Design and setting: Retrospective study, tertiary-care hospital.

Patients and methods: The studied population consisted of 82 patients (mean age, 59.1 years; range, 37 to 83 years), who received SEMSs from 1995 to 2001 using Wallstent (Boston Scientific; Galway, Ireland) or Ultraflex (Boston Scientific) stents.

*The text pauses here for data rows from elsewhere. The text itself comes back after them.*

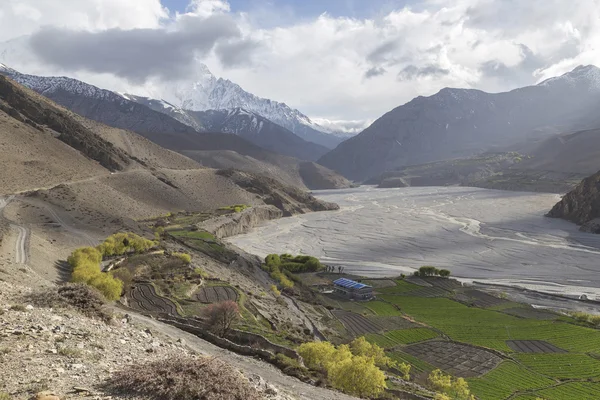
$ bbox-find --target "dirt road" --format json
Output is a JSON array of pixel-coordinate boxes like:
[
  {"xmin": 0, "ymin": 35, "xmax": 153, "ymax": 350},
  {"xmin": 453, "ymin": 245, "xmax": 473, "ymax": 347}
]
[{"xmin": 129, "ymin": 313, "xmax": 359, "ymax": 400}]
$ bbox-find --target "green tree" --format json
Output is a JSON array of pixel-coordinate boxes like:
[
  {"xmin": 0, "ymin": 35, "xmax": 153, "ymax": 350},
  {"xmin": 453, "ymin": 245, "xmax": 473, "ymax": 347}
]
[{"xmin": 327, "ymin": 356, "xmax": 387, "ymax": 398}]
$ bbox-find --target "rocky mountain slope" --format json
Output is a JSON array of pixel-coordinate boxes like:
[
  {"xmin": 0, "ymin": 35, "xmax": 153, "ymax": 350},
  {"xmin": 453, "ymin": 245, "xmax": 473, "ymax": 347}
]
[
  {"xmin": 123, "ymin": 94, "xmax": 329, "ymax": 161},
  {"xmin": 548, "ymin": 172, "xmax": 600, "ymax": 233},
  {"xmin": 166, "ymin": 64, "xmax": 348, "ymax": 148},
  {"xmin": 0, "ymin": 65, "xmax": 349, "ymax": 188},
  {"xmin": 0, "ymin": 76, "xmax": 340, "ymax": 221},
  {"xmin": 319, "ymin": 66, "xmax": 600, "ymax": 180}
]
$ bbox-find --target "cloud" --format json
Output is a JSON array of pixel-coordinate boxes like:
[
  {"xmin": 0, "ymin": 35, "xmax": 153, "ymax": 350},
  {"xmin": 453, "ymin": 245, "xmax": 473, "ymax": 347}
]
[
  {"xmin": 0, "ymin": 0, "xmax": 600, "ymax": 124},
  {"xmin": 365, "ymin": 67, "xmax": 387, "ymax": 79},
  {"xmin": 398, "ymin": 65, "xmax": 450, "ymax": 81},
  {"xmin": 215, "ymin": 39, "xmax": 260, "ymax": 67},
  {"xmin": 313, "ymin": 118, "xmax": 373, "ymax": 135},
  {"xmin": 30, "ymin": 15, "xmax": 244, "ymax": 83}
]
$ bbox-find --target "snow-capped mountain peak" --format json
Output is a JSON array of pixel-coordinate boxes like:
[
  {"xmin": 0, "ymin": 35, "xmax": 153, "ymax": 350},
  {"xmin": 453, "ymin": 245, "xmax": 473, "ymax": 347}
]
[
  {"xmin": 538, "ymin": 65, "xmax": 600, "ymax": 91},
  {"xmin": 166, "ymin": 64, "xmax": 350, "ymax": 147}
]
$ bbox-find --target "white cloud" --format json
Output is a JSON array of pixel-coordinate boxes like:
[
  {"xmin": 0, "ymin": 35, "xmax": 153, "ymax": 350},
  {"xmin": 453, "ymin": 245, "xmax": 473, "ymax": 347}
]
[{"xmin": 0, "ymin": 0, "xmax": 600, "ymax": 126}]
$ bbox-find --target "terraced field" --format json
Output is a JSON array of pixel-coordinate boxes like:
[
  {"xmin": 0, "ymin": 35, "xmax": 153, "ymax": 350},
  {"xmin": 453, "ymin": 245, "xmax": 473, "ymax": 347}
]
[
  {"xmin": 332, "ymin": 310, "xmax": 383, "ymax": 336},
  {"xmin": 365, "ymin": 328, "xmax": 438, "ymax": 349},
  {"xmin": 194, "ymin": 286, "xmax": 239, "ymax": 304},
  {"xmin": 129, "ymin": 283, "xmax": 178, "ymax": 315},
  {"xmin": 463, "ymin": 290, "xmax": 510, "ymax": 308},
  {"xmin": 516, "ymin": 382, "xmax": 600, "ymax": 400},
  {"xmin": 467, "ymin": 361, "xmax": 555, "ymax": 400},
  {"xmin": 506, "ymin": 340, "xmax": 566, "ymax": 353},
  {"xmin": 366, "ymin": 301, "xmax": 402, "ymax": 317},
  {"xmin": 515, "ymin": 353, "xmax": 600, "ymax": 379},
  {"xmin": 403, "ymin": 340, "xmax": 502, "ymax": 377}
]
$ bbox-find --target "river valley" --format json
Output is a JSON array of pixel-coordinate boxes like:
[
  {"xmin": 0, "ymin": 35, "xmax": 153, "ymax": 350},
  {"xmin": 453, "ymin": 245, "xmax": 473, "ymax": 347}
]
[{"xmin": 229, "ymin": 186, "xmax": 600, "ymax": 299}]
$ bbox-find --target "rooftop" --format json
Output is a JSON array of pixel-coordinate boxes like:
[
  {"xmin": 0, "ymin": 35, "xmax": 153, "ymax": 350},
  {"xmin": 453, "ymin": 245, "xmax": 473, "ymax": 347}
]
[{"xmin": 333, "ymin": 278, "xmax": 371, "ymax": 289}]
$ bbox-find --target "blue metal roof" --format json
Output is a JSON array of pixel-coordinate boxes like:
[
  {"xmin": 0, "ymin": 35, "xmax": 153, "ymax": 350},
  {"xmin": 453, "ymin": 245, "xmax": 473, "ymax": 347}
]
[{"xmin": 333, "ymin": 278, "xmax": 371, "ymax": 289}]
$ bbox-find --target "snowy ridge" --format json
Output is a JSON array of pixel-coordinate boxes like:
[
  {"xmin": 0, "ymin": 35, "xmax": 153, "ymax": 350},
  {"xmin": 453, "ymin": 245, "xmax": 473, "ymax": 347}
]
[
  {"xmin": 538, "ymin": 65, "xmax": 600, "ymax": 91},
  {"xmin": 0, "ymin": 64, "xmax": 129, "ymax": 101},
  {"xmin": 175, "ymin": 65, "xmax": 340, "ymax": 138}
]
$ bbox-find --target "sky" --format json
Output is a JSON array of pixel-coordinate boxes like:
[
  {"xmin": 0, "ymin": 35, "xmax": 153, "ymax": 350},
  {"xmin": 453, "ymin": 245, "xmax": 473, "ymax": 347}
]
[{"xmin": 0, "ymin": 0, "xmax": 600, "ymax": 129}]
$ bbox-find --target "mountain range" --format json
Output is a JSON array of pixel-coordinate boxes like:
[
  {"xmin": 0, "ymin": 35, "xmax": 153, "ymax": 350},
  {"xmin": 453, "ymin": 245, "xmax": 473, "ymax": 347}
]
[
  {"xmin": 0, "ymin": 65, "xmax": 349, "ymax": 189},
  {"xmin": 319, "ymin": 66, "xmax": 600, "ymax": 181}
]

Results: The indications for stent placement were airway obstruction caused by neoplasia (lung carcinoma [CA], n = 50), airway complications of lung transplantation (LTx) [n = 11], and miscellaneous benign conditions (BCs) [n = 21]. The most frequent clinical presentations for the airway obstruction were moderate-to-severe dyspnea (80%) and coughing (45%). The median follow-up duration for the CA group was 42.0 days (range, 1 to 672 days), 329.0 days (range, 35 to 1,540 days) for patients receiving LTx, and 336.0 days (range, 7 to 2,184 days) for the patients with miscellaneous BCs. The observed complications included infection (15.9%), obstructive granulomas (14.6%), and migration (4.7%). The incidence of granulomas was significantly lower in the patients with CA (4.0%) vs LTx and BC groups (17.3% and 33.3% respectively; p = 0.002). All other assessed variables showed no difference between the three analyzed groups. No cases of mucus plugging or fatal hemoptysis were observed. Forty-four patients (53.7%) had no complications related to the SEMS. The incidence of complications was not related to the type of stent (Wallstent or Ultraflex) or SEMS version (covered or uncovered). Fourteen of the 16 patients (87.5%) who were receiving mechanical ventilation could be weaned after the procedure. There were no deaths related to SEMS placement.

Conclusions: An SEMS is a safe and effective modality for malignant as well as selected benign airway obstruction. An SEMS is an acceptable therapeutic alternative in patients with central airway obstruction who are not considered good surgical candidates and are receiving mechanical ventilation. Careful patient selection is of outmost importance for a good outcome after airway stenting. Insertion using FB adds to the ease of the procedure.